A long folded accordion-fan form extending into vanishing-point distance — the context window.

The long-context atlas

Why attention is quadratic, how the field got past it, and when long context actually beats retrieval

Context length is the dimension of language models that has moved the fastest and been hyped the hardest. In 2020 a 4,096-token window was a flagship feature. By mid-2026 it is normal to see frontier models advertise one to two million tokens, with research demos pushing higher. The marketing reads like a leaderboard. The engineering reads very differently. This page is the honest atlas. The math is the same math it was in 2017: every token attends to every other token, which makes attention scale as O(n squared) in compute and memory. Everything that has happened since is a fight against that quadratic — sliding-window approximations, sparse patterns, distributed ring attention, smarter position encodings, and post-hoc extension tricks. Each one trades something away. None of them make the quadratic disappear; they just hide it behind better engineering or accept a lossier representation in exchange for length. We also have a second, quieter problem. Even when a model can ingest a million tokens, it does not use them evenly. Liu et al's "Lost in the Middle" study, published mid-2023, showed a U-shaped utilization curve that has held up well: models recall best near the start and end of their context, and significantly worse in the middle. Needle-in-haystack benchmarks — the most-cited proof that "long context works" — are easy to game with surface-level retrieval and tell you little about whether a model can actually reason over the middle of its own window. We wrote this atlas because we got tired of the gap between vendor blog posts and what an engineer actually needs to decide whether to use a 1M-token window or a retrieval pipeline. Below: the math, the architectural moves, the position-encoding family, the real numbers as of June 2026 (we point to provider docs for current figures), the failure modes, and the decision rule for long context versus RAG.

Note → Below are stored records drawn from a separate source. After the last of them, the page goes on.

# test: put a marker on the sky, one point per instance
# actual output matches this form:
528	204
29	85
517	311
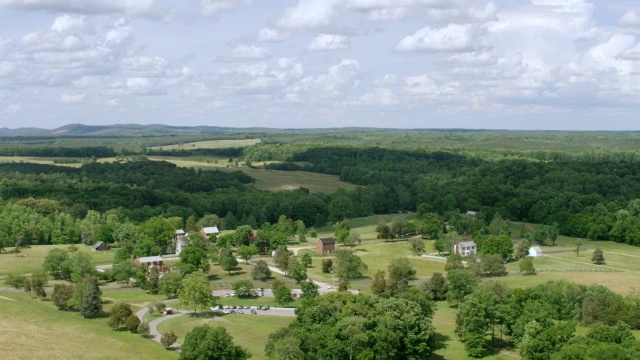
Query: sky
500	64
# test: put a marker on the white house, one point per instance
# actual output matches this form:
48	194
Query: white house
180	241
535	251
208	231
465	248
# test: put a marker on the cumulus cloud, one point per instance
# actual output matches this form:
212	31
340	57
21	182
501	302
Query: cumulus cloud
630	18
214	7
308	14
88	7
73	98
244	52
328	42
272	35
454	37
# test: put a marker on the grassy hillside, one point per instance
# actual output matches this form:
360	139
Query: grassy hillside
47	333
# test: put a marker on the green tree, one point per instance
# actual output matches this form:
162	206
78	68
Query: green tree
153	280
400	271
282	295
598	257
196	292
246	252
417	246
211	343
38	281
260	270
493	265
327	265
348	265
437	285
461	283
298	272
282	258
241	235
226	259
242	288
309	290
124	271
91	303
526	266
56	263
500	245
143	329
196	257
15	280
61	295
379	285
132	323
306	259
168	338
118	315
170	284
578	244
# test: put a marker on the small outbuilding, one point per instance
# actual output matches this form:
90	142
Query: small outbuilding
535	251
208	231
325	246
465	248
151	261
100	246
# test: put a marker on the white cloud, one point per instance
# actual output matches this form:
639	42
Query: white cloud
13	108
328	42
88	7
271	35
214	7
73	98
244	52
630	18
308	14
454	37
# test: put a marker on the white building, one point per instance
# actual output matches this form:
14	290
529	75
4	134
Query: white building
465	248
535	251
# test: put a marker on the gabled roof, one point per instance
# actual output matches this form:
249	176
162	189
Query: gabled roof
467	243
149	259
327	240
211	230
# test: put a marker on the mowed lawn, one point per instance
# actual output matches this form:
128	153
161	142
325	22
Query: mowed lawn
30	259
277	180
32	329
209	144
248	330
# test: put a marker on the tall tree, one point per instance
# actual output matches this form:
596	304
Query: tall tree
196	292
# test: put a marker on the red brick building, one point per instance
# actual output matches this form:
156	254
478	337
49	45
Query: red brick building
150	261
325	246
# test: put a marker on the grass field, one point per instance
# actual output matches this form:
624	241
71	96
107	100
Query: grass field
209	144
248	331
31	329
277	180
35	255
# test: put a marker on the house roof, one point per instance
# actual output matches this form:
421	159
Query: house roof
467	243
211	230
149	259
327	240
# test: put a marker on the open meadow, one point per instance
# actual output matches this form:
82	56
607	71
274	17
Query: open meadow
248	330
32	329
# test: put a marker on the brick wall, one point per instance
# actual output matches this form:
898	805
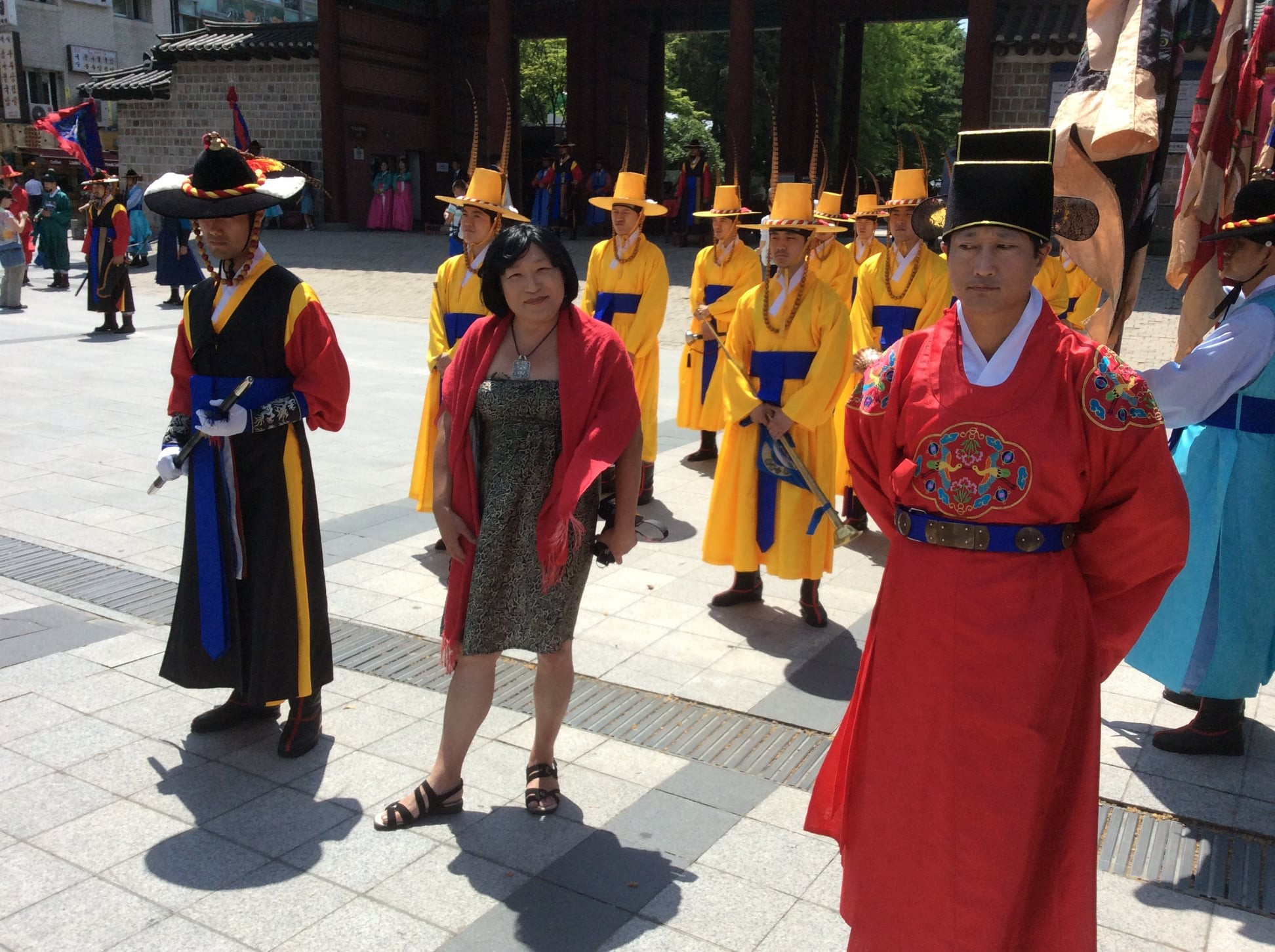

The quadratic that started everything

Self-attention as introduced in Vaswani et al's 2017 transformer paper is a beautifully simple operation. Every token produces a query, a key, and a value vector. Every query is compared against every key. The resulting n by n matrix of dot-products is softmaxed and used to mix the value vectors. That is the whole thing. The consequence is also simple. If you have n tokens, you compute n squared pairwise scores. You also store an n squared attention matrix in memory during training. Doubling your sequence length quadruples your compute and your activation memory. Going from 4K to 1M is not a 250-times increase in cost — it is a 62,500-times increase in the dominant attention term. Key-value cache changes the shape of the problem at inference time, but not the underlying scaling. During autoregressive decoding you can cache the K and V projections for previously generated tokens, so generating the next token costs O(n) attention work instead of O(n squared). But that cache itself grows linearly in n per layer, and on real hardware the cache can dominate memory long before the compute does. A 1M-token cache in a 70-billion-parameter model running at half precision is on the order of tens of gigabytes per request. Everything in the rest of this atlas is, in some sense, a way of refusing to pay the full quadratic price.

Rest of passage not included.